PCA Church Planting Fundraising Helps
October 10, 2014
Although there are some denominations that fully or partially fund their church planters, the Presbyterian Church in America (PCA) is not one of them. Therefore, if the local church, or presbytery, calls you to plant a congregation, you must raise the financial support you need to fulfill your monetary requirements.
Initially, this was one of my greatest fears. Since I did not have many connections in the PCA, I was not sure if I could raise the financial support necessary to complete my 3-year budget, and if I could not raise the support, I would likely not be able to plant a PCA congregation. Those concerns are still present, especially considering I am still in the process of fundraising; nevertheless, in time, things became much easier because of what I have learned along the way.
If you are considering planting a PCA congregation, here are some things that may help you.
1. Create your network now. In other words, if you are going to plant a church in the PCA even if it is in 3-4 years, begin creating your network list now. A network list is a group of churches and individuals who may support you financially. Begin with your sending church and the churches in your presbytery. (Your presbytery may financially support you as well). After you have exhausted that list, consider other churches, both those in your denomination and those outside the denomination. Write the names of family members and close friends who may support you, too. Be mindful that your sending church may not want you to petition the people of that congregation, especially if that church is supporting you.
2. Expand your network. After writing down the various churches and individuals who may support you, at some point, ask them if they know anyone who may be interested in helping financially. Also consider asking those in your core group for help. Find out if they know others, whether churches or individuals, who may support this effort.
3. Prepare a proposal. Some churches and individuals want a proposal. They desire to see a more in-depth approach to what you are doing. The proposal should include a brief 1-page testimony, perhaps a resume, a brief 1-page summary regarding why this work is important, your budget and current percentage raised, and demographics of the church planting area. More information may be required, but this should get you started. Remember, hundreds of other church planters may be petitioning the same churches you are. When considering the importance of your work, what makes you different? Is it the location of your church plant? Is it your vision? Do you have a strong desire to be an evangelistic church? What is it?
4. Send a hardcopy first. When sending financial support letters, consider first sending a hardcopy letter with your signature. A mass email may seem too impersonal. Also consider personalizing one or two introductory paragraphs in each letter to tailor it to those to whom you are writing. Will this take more time? Yes, but it may be worth it. Will sending an initial hardcopy letter cost more? Yes, but if you are able to generate the funds, it may be worth it. You can always follow-up the initial letter with an email and/or phone call.
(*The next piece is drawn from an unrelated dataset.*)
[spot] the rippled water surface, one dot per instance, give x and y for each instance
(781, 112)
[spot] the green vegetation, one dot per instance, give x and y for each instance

5. Don't be disappointed. Do not get disappointed if a church or individual cannot financially support you. During the fundraising process, we create lists based on churches and persons who will necessarily support us. When those individuals or churches cannot, disappointment may set in. Do not let it. There may be valid reasons why people cannot financially offer any help presently.
6. Be prayerfully aware of God's sovereignty. Pray that God's will be accomplished. Although fundraising can be hectic at times, the God of all creation is in control. He will bring you financial support in accordance with his will. That may mean you accomplish your goal in one year; that may mean you are fundraising for five years; that may even mean you do not accomplish your goal and you have to consider another way to plant a church (e.g., bi-vocational). Whatever the circumstances, God is sovereign, and he is directing your efforts in a manner in accordance with his will.